An estimated 2 million people traveled
to Cuba last year, mostly from Canada and
Europe. The U.S. Treasury Department has
estimated 160,000 Americans traveled legally
to Cuba last year, about half of them Cuban
Americans visiting family and the rest on
cultural and educational trips.
Other estimates, however, place the split
at 100,000 Cuban Americans and 50,000 traveling
for other legal reasons. Illegal U.S. tourists
are consistently estimated at 25,000.
Visitors bring wads of dollars for tips
and spending that has become Cuba's primary
source of hard currency since Castro emphasized
tourism as a way to compensate for lost
from the collapsed Soviet Union.
Cuban Americans also legally sent $1.1 billion
in cash remittances to family last
year.
The government owns all but a few of the
smallest restaurants and businesses. Foreign
companies can build and operate hotels,
but only in partnership with the government.
A critic of U.S. policy on Cuba, Herb Franklin,
a 70-year-old retiree from Washington, said
the trip helped him understand the fierceness
of Florida's Cuban Americans.
"It's one thing intellectually to
be aware of the fact that Cuba is an authoritarian
dictatorship, and it's another thing to
actually feel it and see it," he said.
"And so I came away just more disgusted
with it than I had expected to be.
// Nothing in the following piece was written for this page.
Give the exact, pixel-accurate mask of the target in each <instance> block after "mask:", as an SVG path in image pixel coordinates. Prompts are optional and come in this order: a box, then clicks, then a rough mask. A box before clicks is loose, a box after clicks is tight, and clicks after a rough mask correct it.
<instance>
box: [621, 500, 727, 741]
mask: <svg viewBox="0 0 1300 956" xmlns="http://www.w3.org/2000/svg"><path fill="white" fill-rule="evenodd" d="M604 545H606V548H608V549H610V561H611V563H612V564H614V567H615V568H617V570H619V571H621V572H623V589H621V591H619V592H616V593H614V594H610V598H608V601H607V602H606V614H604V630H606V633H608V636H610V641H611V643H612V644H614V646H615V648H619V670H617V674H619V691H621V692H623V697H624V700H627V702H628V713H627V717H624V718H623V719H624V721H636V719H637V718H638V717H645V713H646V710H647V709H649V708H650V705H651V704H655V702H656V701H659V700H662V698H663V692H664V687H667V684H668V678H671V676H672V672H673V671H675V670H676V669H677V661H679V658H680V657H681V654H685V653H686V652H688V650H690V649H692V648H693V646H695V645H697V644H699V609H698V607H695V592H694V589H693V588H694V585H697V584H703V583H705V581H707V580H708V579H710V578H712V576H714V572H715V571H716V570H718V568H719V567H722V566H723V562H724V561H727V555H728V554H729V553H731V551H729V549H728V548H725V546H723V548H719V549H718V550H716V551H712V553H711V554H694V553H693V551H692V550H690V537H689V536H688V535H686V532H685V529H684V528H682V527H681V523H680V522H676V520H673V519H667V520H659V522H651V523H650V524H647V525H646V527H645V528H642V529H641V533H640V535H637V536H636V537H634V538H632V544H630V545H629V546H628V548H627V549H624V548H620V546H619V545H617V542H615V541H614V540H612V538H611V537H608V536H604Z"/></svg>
It's
terribly oppressive. It's a bunch of thugs
essentially, and so I understand better
the rage of the exile community in Florida
than I did before."
Nevertheless, Franklin said he still favors
lifting the trade embargo and travel restrictions.
He said the sanctions have failed to topple
Castro's regime, has deprived ordinary Cubans
of much needed cash and are incongruent
with U.S. policies toward other communist
countries, such as China.
"There's a need for Americans to understand
the reality down there," he said. "There's
no easy answer."
Florida's isolation
Camila Ruiz, Washington director of the
Cuban American National Foundation, said
those observations are the exception on
such trips. Most people, she said, get a
skewed view because they treat their trips
as vacations and because the Cuban government
does not select tour guides for their candor.
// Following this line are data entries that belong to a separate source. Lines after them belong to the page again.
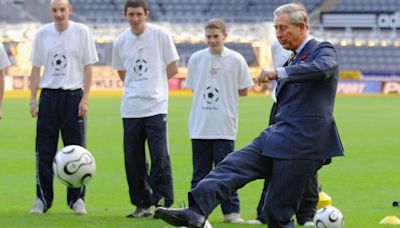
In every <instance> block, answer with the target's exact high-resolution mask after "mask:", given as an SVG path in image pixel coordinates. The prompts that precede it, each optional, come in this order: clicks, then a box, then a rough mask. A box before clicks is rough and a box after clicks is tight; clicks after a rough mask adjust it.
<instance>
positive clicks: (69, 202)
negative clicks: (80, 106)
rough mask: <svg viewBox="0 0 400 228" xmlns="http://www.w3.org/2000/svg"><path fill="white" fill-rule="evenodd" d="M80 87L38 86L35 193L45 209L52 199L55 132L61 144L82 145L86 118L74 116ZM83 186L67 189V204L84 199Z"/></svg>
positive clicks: (55, 143) (77, 99)
mask: <svg viewBox="0 0 400 228" xmlns="http://www.w3.org/2000/svg"><path fill="white" fill-rule="evenodd" d="M82 94H83V92H82V90H81V89H77V90H72V91H71V90H61V89H42V91H41V94H40V100H39V115H38V120H37V128H36V195H37V197H38V198H39V199H41V200H42V202H43V204H44V206H45V208H44V211H45V212H46V211H47V210H48V209H49V208H50V207H51V205H52V202H53V196H54V194H53V168H52V164H53V159H54V156H55V155H56V152H57V148H58V147H57V146H58V138H59V133H60V132H61V137H62V140H63V143H64V146H67V145H79V146H85V137H86V131H85V127H86V126H85V125H86V124H85V122H86V119H85V118H83V117H78V107H79V103H80V100H81V98H82ZM84 196H85V187H81V188H68V192H67V203H68V205H69V206H70V207H72V204H73V203H74V202H75V201H76V200H77V199H79V198H82V199H83V198H84Z"/></svg>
However, some American visitors have said
they were surprised by the openness of their
Cuban guides.
"Their argument is always that somehow
jeans and Coca-Cola are going to bring democracy
to Cuba, which makes no sense," Ruiz
said.
Rep. Adam Putnam, a Florida Republican
who voted with all but two of his state's
delegation against easing the travel ban,
said he sees Florida increasingly isolated
on the subject and feels sentiment shifting
at home.
"It's to the point now where I hear
more from people who do want to go than
those who want to maintain the embargo,"
he said.
The House has voted at least four times
to lift the travel restrictions. Agriculture
and business groups have lobbied for years
to lift the travel ban and ease the trade
embargo.
Putnam and others said many of those interests
believe the Cuban government would use tourist
dollars to buy more American goods, and
the pressure would increase to lift the
trade embargo.
One tourism official estimated 2 million
Americans eventually would travel to Cuba
each year.
U.S. companies are allowed to sell food
and medicine to Cuba under a 2000 law, but
that is limited by U.S. rules as well as
Cuba's ability to pay.
Florida could benefit from such trade,
which adds to the political equation. Several
shipments of agricultural products have
been sent from Florida ports in the last
few years, including a shipment of cattle
from Port Manatee this month.
On the balmy streets of Havana, American
dollars are worth some risk for those officially
barred from earning them.
"The American government is very bad,"
said the driver of an illegal taxi.
As he navigated his 20-year-old Russian
Lada through the streets, he dodged potholes
and the police -- who would stop him for
working without a permit -- with equal care.
He said he hoped Bush would lose in 2004.
"Americans," said the father
of three, "bring a lot of money."
Cory Reiss is Washington correspondent
for the New York Times Regional Newspapers.